I'd love to know more details.

jamii · on March 5, 2012

The FAQ says that writes favour consistency over availability, so I guess that means synchronous calls to the transactor.

olivergeorge · on March 6, 2012

Some kind of compare-and-set! operator which occurs at the transactor perhaps.

Update:

1. you can do synchronous transactions.

http://datomic.com/docs/javadoc/datomic/Connection.html#tran...

2. transactions can include data functions.

"The database can be extended with data functions that expand into other data functions, or eventually bottom out as assertions and retractions.
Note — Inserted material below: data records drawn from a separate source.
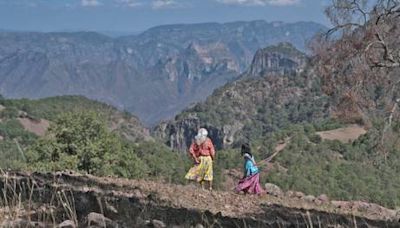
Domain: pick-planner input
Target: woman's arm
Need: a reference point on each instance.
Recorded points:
(211, 148)
(192, 153)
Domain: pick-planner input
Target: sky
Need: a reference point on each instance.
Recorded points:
(138, 15)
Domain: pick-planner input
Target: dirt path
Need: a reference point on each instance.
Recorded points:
(345, 134)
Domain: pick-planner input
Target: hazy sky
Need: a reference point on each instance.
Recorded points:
(138, 15)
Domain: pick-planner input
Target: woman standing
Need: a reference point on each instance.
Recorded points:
(203, 153)
(250, 183)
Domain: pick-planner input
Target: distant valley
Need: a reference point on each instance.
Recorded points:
(153, 75)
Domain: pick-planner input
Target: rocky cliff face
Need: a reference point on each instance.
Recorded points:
(154, 74)
(283, 59)
(266, 97)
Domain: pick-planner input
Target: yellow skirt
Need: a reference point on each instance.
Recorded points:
(202, 171)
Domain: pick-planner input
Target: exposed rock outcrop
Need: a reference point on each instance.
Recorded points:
(278, 80)
(154, 74)
(139, 203)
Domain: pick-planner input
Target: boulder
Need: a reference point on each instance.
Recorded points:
(274, 190)
(99, 220)
(309, 198)
(323, 198)
(299, 195)
(158, 224)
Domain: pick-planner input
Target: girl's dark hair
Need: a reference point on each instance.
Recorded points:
(245, 149)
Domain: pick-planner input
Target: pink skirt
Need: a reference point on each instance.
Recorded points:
(250, 185)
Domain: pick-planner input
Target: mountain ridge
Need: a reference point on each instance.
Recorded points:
(153, 74)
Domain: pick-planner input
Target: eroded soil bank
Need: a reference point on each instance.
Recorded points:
(51, 198)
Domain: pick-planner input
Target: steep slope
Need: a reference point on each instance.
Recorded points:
(154, 74)
(130, 203)
(278, 89)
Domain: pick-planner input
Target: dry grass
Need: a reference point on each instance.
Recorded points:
(345, 134)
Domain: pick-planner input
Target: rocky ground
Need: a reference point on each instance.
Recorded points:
(54, 198)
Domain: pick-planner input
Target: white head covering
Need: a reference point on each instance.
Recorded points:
(201, 136)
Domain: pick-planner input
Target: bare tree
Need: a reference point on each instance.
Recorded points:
(359, 60)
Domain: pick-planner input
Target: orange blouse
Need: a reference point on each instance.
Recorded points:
(205, 149)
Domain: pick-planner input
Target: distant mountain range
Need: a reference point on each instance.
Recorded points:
(279, 89)
(154, 75)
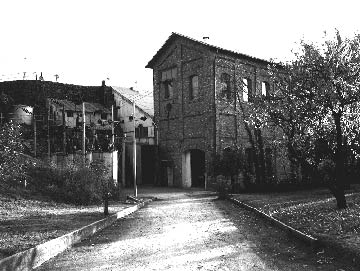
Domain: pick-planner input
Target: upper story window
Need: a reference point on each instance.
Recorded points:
(194, 87)
(225, 85)
(247, 90)
(265, 88)
(167, 79)
(103, 116)
(141, 131)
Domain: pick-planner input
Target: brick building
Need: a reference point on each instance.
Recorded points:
(195, 85)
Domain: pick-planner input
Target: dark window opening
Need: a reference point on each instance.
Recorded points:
(194, 86)
(225, 86)
(167, 78)
(250, 156)
(168, 89)
(103, 116)
(265, 89)
(248, 95)
(141, 131)
(268, 162)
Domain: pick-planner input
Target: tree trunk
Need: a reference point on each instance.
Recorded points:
(338, 189)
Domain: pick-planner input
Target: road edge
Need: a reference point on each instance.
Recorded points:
(308, 239)
(352, 254)
(34, 257)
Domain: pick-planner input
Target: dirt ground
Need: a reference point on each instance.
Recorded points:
(193, 231)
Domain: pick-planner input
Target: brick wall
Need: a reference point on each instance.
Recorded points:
(206, 122)
(35, 92)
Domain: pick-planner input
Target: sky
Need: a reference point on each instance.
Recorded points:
(87, 41)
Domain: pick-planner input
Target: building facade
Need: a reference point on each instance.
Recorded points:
(138, 120)
(198, 89)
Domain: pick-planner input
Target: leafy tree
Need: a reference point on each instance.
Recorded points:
(315, 103)
(12, 164)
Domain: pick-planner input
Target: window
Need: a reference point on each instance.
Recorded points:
(225, 86)
(194, 86)
(141, 131)
(103, 116)
(167, 80)
(268, 162)
(247, 90)
(265, 88)
(250, 155)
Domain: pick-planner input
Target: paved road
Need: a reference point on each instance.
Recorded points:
(192, 231)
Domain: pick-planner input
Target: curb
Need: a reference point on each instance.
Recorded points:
(352, 255)
(34, 257)
(313, 242)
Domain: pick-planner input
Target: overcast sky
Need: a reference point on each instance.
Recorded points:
(85, 41)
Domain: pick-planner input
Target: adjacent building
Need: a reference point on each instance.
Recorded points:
(196, 100)
(137, 119)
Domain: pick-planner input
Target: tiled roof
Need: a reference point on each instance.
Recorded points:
(70, 106)
(174, 35)
(144, 101)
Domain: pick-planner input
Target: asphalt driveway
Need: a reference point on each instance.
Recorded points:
(192, 230)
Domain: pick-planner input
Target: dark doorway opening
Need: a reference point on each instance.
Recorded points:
(197, 161)
(148, 165)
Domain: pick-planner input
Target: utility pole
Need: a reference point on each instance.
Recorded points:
(112, 127)
(34, 120)
(134, 150)
(49, 151)
(84, 132)
(123, 161)
(64, 130)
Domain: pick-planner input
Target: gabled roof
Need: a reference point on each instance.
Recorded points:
(70, 106)
(144, 102)
(210, 47)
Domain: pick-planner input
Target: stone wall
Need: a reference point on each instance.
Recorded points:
(206, 122)
(35, 92)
A set of assertions/ retractions/functions, represented as data structures, is sent to the transactor as a transaction, and either succeeds or fails all together, as one would expect."

puredanger · on March 5, 2012

When data is immutable, append-only, and tagged by timestamp, there is no conflict. Rather, there are facts on the same entity that are asserted at different times. In this case where changes come in at two times (which are subject to all the raciness of the real world that exists regardless), one will win.

psykotic · on March 5, 2012

> In this case where changes come in at two times (which are subject to all the raciness of the real world that exists regardless), one will win.

That describes many methods of optimistic concurrency control, but it doesn't answer my question of how this supposed to work in practice with high write contention, the higher latency of a distributed peer model, the long-running transactions the video mentions (or maybe that remark only applied to long-running queries), etc. My point being, if the distributed transaction problem was easily solved by sprinkling on optimistic multi-versioning concurrency control, it would have been solved a long time ago. There must be some special sauce they're not mentioning.

stevelosh · on March 5, 2012

From the FAQ:

    Thus, Datomic is well suited for applications that require write consistency and read scalability.

Seems like they're not focusing on high-write situations.

lukev · on March 5, 2012

Correct, it's not write-scalable in the same way it is read-scalable. The transactor is a bottleneck for writes.

However, that doesn't mean it has slow writes - it should still do writes at least on a par with any traditional transactional database, and probably a good deal faster since it's append-only.

stevelosh · on March 5, 2012

I'm more concerned with what happens when the transactor goes down, or gets silently partitioned from some of the clients. I assume reads will continue to work but all writes will break?

I'd also like to know more about how the app-side caching works. If I've got a terabyte of User records and want to query for all users of a certain type, does a terabyte of data get sent over the wire, cached, and queried locally? Only the fields I ask for? Something else?

lukev · on March 5, 2012

1. You're correct, however, the architecture does allow you to run a hot backup for fast failover.

2. The database is oriented around 'datoms', which are an entity/attribute/value/time. Each of these has its own (hierarchical) indexes, so you only end up pulling the index segments you need to fulfill a given query. You'd only pull 1TB if your query actually encompassed all the data you had.

edwardw · on March 5, 2012

I noticed that in FAQ, too. Since read is relatively easy to scale (simple master / slave setup), I wonder how to scale datomic on write side.